歌舞伎俳優の市川團十郎が歌舞伎座「七月大歌舞伎」(7月2~26日)夜の部に「春興鏡獅子(しゅんきょうかがみじし)」に出演することが17日、発表された。今年は歌舞伎座の創設者で同演目の作者でもある福地桜痴(ふくち・おうち)没後120年にあたる。

 新歌舞伎十八番の一つで、9代目團十郎の薫陶を受けた6代目尾上菊五郎が継承し、現在まで受け継がれてきた歌舞伎舞踊の大曲。團十郎は前半、女形の小姓弥生として可憐(かれん)に柔らかく踊り、後半は生命感あふれる獅子の精として勇壮に舞う。長女・市川ぼたん、長男・市川新之助と親子共演した1月の新橋演舞場公演が好評で、わずか半年での再演となった。

 昼の部は、中村隼人市川染五郎による松羽目物のユーモアあふれる舞踊劇「末広がり」から。続けて「本能寺の変」が題材の「時今也桔梗旗揚(ときはいまききょうのはたあげ)」通称「馬盥(ばだらい)」を松本幸四郎の武智光秀、團十郎の四王天但馬守という配役で。続く「御浜御殿綱豊卿(おはまごてんつなとよきょう)」は風格ある徳川綱豊卿を片岡仁左衛門と尾上松也、気骨ある富森助右衛門を幸四郎と隼人のそれぞれダブルキャストで上演する。

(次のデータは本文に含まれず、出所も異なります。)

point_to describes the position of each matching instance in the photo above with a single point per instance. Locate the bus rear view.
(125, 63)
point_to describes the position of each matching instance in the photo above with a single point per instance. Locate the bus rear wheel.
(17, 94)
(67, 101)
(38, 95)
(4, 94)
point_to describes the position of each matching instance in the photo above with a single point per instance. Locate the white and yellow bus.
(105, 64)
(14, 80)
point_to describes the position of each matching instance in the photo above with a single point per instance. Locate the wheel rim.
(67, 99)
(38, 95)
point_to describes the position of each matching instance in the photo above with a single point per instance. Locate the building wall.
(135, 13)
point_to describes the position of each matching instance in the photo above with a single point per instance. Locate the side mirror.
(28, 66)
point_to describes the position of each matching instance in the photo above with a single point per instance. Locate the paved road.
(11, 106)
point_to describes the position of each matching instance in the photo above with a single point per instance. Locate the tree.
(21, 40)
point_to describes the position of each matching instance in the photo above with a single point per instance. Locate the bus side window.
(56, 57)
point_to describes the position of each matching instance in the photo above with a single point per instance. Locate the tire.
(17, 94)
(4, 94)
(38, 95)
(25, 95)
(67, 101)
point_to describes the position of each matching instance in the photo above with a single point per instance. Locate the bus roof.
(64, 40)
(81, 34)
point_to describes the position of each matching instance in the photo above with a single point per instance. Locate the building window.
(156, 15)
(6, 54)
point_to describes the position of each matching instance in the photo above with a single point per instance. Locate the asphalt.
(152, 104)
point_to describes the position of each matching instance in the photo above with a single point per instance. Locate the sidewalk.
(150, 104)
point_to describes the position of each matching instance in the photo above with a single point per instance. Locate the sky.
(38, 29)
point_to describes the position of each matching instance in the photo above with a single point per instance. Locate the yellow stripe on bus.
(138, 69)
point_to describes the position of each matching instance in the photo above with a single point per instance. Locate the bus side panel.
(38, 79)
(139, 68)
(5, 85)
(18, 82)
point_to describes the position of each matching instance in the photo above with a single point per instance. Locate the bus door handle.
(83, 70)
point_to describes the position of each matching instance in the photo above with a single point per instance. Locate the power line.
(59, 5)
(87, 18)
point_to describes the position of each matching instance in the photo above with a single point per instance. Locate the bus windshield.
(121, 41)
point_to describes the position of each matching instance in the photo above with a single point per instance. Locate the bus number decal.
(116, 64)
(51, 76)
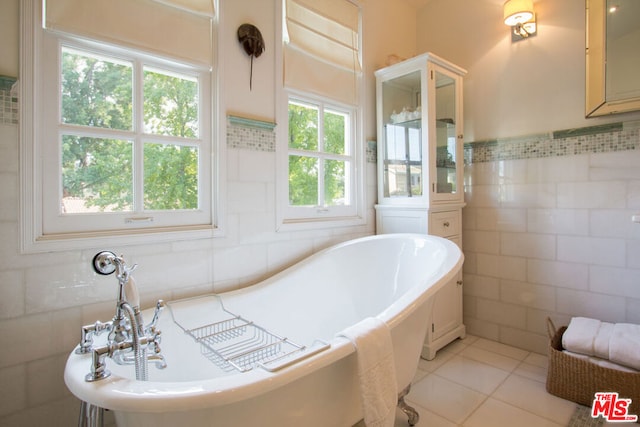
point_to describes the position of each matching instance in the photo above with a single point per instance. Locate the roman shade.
(180, 29)
(322, 49)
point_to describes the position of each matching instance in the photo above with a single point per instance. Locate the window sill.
(75, 241)
(302, 224)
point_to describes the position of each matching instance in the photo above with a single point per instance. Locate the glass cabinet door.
(402, 154)
(446, 135)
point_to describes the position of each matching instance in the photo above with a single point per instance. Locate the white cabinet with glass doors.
(420, 168)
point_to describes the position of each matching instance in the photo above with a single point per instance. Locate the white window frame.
(294, 218)
(33, 124)
(322, 210)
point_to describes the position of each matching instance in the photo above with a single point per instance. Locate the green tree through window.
(318, 155)
(100, 136)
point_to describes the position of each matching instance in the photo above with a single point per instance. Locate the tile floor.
(480, 383)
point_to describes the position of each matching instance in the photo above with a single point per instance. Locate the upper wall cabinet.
(612, 57)
(419, 114)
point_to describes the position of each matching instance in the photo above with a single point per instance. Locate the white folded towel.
(624, 347)
(602, 339)
(580, 335)
(600, 362)
(376, 371)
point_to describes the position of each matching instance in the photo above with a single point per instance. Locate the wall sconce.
(520, 16)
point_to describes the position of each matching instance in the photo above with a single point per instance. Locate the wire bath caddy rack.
(232, 342)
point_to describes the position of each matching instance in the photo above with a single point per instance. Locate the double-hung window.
(122, 134)
(322, 87)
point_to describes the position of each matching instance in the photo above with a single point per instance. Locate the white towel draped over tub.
(376, 371)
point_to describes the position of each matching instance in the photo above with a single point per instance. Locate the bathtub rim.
(127, 395)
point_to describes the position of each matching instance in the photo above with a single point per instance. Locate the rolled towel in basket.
(600, 362)
(580, 335)
(624, 346)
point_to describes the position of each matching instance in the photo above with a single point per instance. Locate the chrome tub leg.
(90, 415)
(409, 411)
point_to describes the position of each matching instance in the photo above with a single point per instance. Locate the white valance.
(180, 29)
(322, 48)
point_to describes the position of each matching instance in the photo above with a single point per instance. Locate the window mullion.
(138, 146)
(321, 150)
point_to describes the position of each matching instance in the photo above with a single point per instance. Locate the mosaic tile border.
(250, 134)
(8, 101)
(593, 139)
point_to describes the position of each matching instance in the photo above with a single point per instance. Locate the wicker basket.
(578, 380)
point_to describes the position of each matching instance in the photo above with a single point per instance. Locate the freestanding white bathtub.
(392, 277)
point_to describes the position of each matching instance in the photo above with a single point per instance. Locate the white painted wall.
(46, 298)
(546, 236)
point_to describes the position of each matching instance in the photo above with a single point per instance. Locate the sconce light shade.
(518, 12)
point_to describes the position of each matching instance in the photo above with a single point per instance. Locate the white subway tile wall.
(548, 232)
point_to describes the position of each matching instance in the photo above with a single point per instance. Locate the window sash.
(56, 224)
(146, 25)
(321, 210)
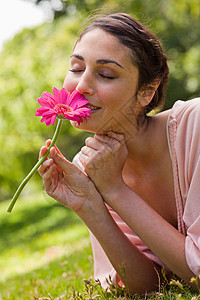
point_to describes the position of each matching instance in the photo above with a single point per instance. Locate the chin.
(89, 126)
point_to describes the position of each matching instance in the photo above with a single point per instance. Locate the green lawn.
(45, 253)
(44, 247)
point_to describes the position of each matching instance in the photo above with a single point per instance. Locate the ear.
(147, 92)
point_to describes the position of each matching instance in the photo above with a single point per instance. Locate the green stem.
(32, 172)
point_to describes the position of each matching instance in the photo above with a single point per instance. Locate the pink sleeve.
(187, 147)
(103, 269)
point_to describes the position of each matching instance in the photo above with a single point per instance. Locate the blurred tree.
(34, 61)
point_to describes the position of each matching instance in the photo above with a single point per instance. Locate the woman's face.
(101, 70)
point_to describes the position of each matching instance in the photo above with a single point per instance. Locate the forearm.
(136, 271)
(162, 238)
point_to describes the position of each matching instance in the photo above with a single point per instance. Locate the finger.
(117, 136)
(62, 162)
(48, 142)
(43, 150)
(88, 151)
(83, 159)
(95, 143)
(45, 166)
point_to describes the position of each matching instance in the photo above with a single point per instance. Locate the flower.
(62, 105)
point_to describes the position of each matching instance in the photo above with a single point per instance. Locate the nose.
(85, 84)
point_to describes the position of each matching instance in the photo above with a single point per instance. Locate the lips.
(92, 107)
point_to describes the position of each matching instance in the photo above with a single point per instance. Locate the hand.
(103, 159)
(66, 183)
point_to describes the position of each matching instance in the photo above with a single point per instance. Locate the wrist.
(115, 194)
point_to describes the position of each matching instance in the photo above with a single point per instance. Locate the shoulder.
(185, 110)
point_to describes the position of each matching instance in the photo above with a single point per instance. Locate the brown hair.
(147, 53)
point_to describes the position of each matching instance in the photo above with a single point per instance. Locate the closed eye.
(106, 77)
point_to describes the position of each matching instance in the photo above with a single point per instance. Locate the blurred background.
(36, 40)
(37, 59)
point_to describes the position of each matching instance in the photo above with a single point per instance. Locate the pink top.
(183, 128)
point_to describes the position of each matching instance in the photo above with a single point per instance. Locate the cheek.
(69, 84)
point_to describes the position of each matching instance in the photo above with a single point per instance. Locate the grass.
(45, 253)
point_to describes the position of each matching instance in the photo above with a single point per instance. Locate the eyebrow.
(99, 61)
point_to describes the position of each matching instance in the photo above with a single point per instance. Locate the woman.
(134, 183)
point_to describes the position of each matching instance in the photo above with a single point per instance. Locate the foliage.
(44, 247)
(34, 61)
(37, 59)
(46, 254)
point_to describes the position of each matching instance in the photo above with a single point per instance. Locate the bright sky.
(16, 15)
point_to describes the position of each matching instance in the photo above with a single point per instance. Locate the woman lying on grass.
(136, 183)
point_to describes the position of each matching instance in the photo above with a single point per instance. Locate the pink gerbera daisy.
(62, 105)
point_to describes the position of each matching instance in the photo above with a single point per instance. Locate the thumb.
(62, 162)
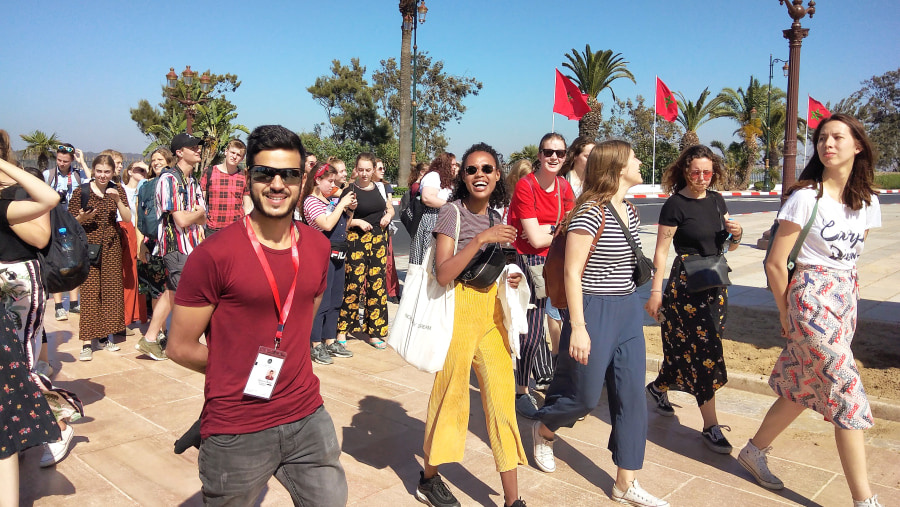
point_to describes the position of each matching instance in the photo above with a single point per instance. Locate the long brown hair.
(675, 176)
(602, 173)
(861, 184)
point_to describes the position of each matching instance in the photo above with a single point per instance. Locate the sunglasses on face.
(263, 174)
(549, 153)
(486, 169)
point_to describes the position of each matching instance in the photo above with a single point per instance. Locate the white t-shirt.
(433, 180)
(837, 235)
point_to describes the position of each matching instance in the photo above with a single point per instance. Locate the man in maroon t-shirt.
(263, 414)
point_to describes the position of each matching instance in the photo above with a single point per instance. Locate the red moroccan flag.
(665, 102)
(817, 113)
(569, 99)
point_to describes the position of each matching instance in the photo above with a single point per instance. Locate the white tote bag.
(423, 326)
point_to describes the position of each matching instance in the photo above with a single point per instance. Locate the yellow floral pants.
(365, 284)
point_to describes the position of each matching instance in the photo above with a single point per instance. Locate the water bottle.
(70, 263)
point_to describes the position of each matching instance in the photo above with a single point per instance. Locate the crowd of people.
(220, 256)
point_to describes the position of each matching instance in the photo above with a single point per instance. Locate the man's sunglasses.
(263, 174)
(549, 153)
(486, 169)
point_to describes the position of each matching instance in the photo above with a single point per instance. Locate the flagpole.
(655, 114)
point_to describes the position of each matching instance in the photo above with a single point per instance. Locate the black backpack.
(53, 258)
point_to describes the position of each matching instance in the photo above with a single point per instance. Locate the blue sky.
(77, 69)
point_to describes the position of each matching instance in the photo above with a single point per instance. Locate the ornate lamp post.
(412, 14)
(795, 35)
(772, 61)
(187, 77)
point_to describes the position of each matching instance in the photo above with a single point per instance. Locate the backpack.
(53, 258)
(147, 219)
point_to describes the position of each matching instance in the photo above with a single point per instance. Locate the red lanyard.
(284, 311)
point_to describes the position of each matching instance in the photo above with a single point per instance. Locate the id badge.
(264, 374)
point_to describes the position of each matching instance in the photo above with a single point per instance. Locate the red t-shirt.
(224, 271)
(531, 201)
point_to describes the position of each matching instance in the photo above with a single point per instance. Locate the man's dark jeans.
(303, 455)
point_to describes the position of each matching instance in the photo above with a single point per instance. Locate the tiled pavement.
(136, 408)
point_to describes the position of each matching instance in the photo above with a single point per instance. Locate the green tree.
(439, 100)
(692, 115)
(632, 121)
(745, 107)
(528, 152)
(160, 124)
(40, 145)
(593, 73)
(880, 112)
(349, 104)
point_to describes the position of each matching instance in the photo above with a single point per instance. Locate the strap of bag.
(627, 231)
(802, 237)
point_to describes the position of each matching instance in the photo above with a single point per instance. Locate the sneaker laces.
(716, 431)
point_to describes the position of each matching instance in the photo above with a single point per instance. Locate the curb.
(759, 384)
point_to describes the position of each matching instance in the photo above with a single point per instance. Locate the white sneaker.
(54, 452)
(637, 496)
(868, 502)
(44, 368)
(543, 449)
(756, 462)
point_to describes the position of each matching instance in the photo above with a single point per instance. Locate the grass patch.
(887, 180)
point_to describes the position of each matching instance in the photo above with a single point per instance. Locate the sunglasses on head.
(549, 153)
(263, 174)
(486, 169)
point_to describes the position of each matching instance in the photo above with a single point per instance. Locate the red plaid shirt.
(224, 196)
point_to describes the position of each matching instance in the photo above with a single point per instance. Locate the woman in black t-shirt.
(696, 220)
(366, 259)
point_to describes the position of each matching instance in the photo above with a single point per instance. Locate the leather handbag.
(555, 267)
(485, 268)
(643, 268)
(706, 272)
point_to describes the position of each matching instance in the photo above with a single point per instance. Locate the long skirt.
(135, 304)
(816, 368)
(479, 342)
(692, 329)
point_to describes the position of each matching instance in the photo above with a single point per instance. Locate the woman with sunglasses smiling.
(540, 202)
(479, 338)
(366, 258)
(696, 220)
(102, 294)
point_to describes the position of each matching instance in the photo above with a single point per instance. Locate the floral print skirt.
(816, 368)
(692, 328)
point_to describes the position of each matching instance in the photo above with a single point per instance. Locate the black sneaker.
(434, 492)
(661, 399)
(715, 440)
(337, 349)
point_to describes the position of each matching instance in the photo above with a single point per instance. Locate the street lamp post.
(772, 61)
(187, 77)
(795, 35)
(412, 13)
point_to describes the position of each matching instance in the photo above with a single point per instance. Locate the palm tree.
(40, 145)
(691, 116)
(745, 107)
(733, 157)
(595, 72)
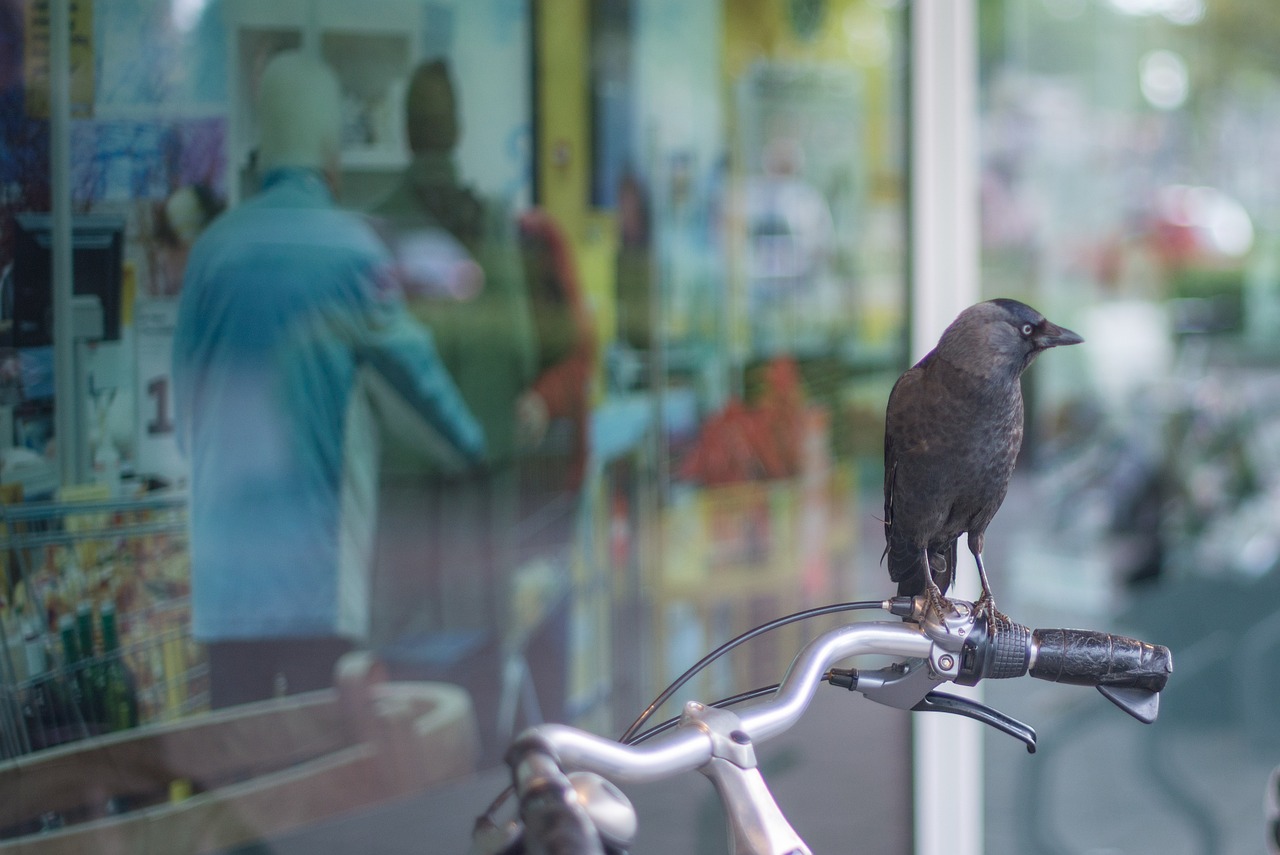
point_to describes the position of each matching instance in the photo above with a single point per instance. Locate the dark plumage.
(952, 431)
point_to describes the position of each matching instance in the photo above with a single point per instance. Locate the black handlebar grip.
(1088, 658)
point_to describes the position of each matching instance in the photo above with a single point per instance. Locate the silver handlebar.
(688, 749)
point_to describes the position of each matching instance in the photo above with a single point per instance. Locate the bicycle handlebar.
(958, 647)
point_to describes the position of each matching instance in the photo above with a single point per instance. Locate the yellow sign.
(36, 62)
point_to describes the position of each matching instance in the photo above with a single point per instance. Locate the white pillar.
(65, 405)
(946, 749)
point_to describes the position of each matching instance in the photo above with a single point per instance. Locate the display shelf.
(78, 562)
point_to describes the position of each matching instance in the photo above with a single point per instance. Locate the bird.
(952, 431)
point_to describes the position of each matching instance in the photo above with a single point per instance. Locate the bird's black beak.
(1055, 335)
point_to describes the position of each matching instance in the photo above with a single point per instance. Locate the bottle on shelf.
(120, 689)
(46, 709)
(72, 682)
(91, 676)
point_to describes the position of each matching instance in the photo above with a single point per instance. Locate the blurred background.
(723, 199)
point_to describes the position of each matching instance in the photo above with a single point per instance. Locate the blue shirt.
(286, 306)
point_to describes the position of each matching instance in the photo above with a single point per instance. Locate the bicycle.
(565, 778)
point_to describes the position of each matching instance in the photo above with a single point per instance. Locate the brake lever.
(941, 702)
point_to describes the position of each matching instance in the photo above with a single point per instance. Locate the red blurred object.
(743, 443)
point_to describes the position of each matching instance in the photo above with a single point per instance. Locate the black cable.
(630, 735)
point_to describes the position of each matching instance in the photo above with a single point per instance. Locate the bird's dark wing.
(918, 452)
(903, 548)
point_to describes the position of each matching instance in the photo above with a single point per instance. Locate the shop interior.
(713, 206)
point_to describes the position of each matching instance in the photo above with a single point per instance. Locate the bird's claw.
(937, 606)
(986, 607)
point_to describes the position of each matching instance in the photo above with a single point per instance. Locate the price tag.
(156, 439)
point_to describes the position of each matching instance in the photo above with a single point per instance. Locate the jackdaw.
(952, 431)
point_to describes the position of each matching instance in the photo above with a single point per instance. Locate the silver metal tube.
(688, 749)
(681, 751)
(787, 704)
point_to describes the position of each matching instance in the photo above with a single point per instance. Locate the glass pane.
(1128, 192)
(439, 369)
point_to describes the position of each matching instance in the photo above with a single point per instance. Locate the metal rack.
(48, 545)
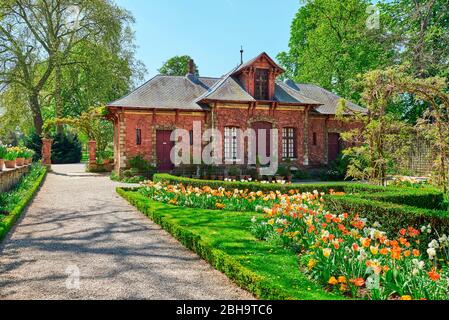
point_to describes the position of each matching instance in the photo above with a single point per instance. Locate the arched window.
(231, 143)
(289, 143)
(138, 136)
(261, 84)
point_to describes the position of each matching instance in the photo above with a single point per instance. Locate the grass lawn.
(224, 239)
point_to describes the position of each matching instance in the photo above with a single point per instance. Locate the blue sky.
(211, 31)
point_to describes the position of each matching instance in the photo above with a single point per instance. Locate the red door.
(258, 128)
(163, 149)
(334, 146)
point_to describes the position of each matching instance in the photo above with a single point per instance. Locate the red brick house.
(249, 96)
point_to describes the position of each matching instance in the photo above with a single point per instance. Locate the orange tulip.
(434, 275)
(359, 282)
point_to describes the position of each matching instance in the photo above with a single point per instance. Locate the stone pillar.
(306, 136)
(92, 152)
(46, 151)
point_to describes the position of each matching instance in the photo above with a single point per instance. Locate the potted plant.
(234, 172)
(29, 156)
(20, 155)
(3, 152)
(288, 170)
(10, 158)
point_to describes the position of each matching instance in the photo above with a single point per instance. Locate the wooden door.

 夜の部の幕開きは中村福之助、中村鷹之資らの歌舞伎十八番の「鎌髭(かまひげ)」。江戸情緒を感じさせる世話物「神明恵和合取組 め組の喧嘩(かみのめぐみわごうのとりくみ めぐみのけんか)」には團十郎、幸四郎、中村梅玉らが出演。いなせな鳶と豪快な力士たちが命をかけた真剣勝負を繰り広げる。夜の部は「春興鏡獅子」で締めくくる。